Mit einem einfachen „Wir haben verstanden“ von Westerwelle & Co ist es jetzt nicht mehr getan. Denn das bundespolitische Personal der FDP hat zu großen Teilen gerade nicht verstanden, was hier in Baden-Württemberg eigentlich geschehen ist. Viele libertär denkende Menschen haben sich am vergangenen Wahlsonntag von der FDP abgewandt. Sie haben sich abgewandt, weil die FDP ihr Profil als Bürgerrechtspartei im liberalen Stammland des Carl von Rotteck vernachlässigt hat.
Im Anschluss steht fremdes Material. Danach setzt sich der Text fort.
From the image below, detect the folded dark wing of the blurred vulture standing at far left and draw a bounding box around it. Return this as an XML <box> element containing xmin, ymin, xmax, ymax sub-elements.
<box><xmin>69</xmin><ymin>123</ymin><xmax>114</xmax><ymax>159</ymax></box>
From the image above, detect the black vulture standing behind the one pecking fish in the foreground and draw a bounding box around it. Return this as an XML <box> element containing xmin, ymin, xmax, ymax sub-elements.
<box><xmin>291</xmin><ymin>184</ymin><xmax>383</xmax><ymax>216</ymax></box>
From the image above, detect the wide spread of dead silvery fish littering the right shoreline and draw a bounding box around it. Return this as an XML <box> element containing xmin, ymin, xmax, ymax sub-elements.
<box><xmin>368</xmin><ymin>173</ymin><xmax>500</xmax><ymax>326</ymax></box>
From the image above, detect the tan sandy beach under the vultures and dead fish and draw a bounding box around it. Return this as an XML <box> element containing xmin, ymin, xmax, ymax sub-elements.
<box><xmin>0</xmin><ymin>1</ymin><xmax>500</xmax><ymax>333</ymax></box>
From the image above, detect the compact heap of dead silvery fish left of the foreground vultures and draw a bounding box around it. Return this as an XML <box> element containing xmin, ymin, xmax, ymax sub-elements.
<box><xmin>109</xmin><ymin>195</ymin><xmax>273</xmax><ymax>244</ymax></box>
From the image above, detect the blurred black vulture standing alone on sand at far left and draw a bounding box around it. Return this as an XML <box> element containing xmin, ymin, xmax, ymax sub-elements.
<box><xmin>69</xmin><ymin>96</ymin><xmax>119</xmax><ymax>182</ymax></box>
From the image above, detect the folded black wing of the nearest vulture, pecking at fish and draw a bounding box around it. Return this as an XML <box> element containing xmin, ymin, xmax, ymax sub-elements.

Sie haben sich abgewandt, weil die von einem Teil des bundespolitischen Personals dieser Partei das profil der Freiheitspartei aus Gründen der Koalitionsräson aufgegeben wurde. Sie haben sich angewandt, weil doch tatsächlich einige liberale Bundestagsabgeordnete in der Debatte um die Causa zu Guttenberg das Profil der Bildungspartei zu Gunsten einer dumpfen Regierungstreue aufgegeben haben.

 

Der wertgebundene politische Liberalismus muss in dieser Republik organisiert sein, sonst droht auf Dauer eine Republik ohne Republikaner. Deshalb müssen Freie Demokraten jetzt darum kämpfen, dass wertgebundene Liberale in der FDP eine politische Heimat haben. Das ist die Lehre, die innerhalb der FDP aus dem Wahldebakel des vergangenen Sonntags gezogen werden muss. Und dieser Lehre muss schnell gezogen werden. Denn sonst begeben sich noch mehr wertgebundene Liberale in die politische Emigration. Das aber wäre der Anfang vom Ende des verfassten politischen Liberalismus in Deutschland.

 

Deshalb braucht die Partei des wertgebundenen politischen Liberalismus in Deutschland einen Neuanfang in politischer und personeller Hinsicht!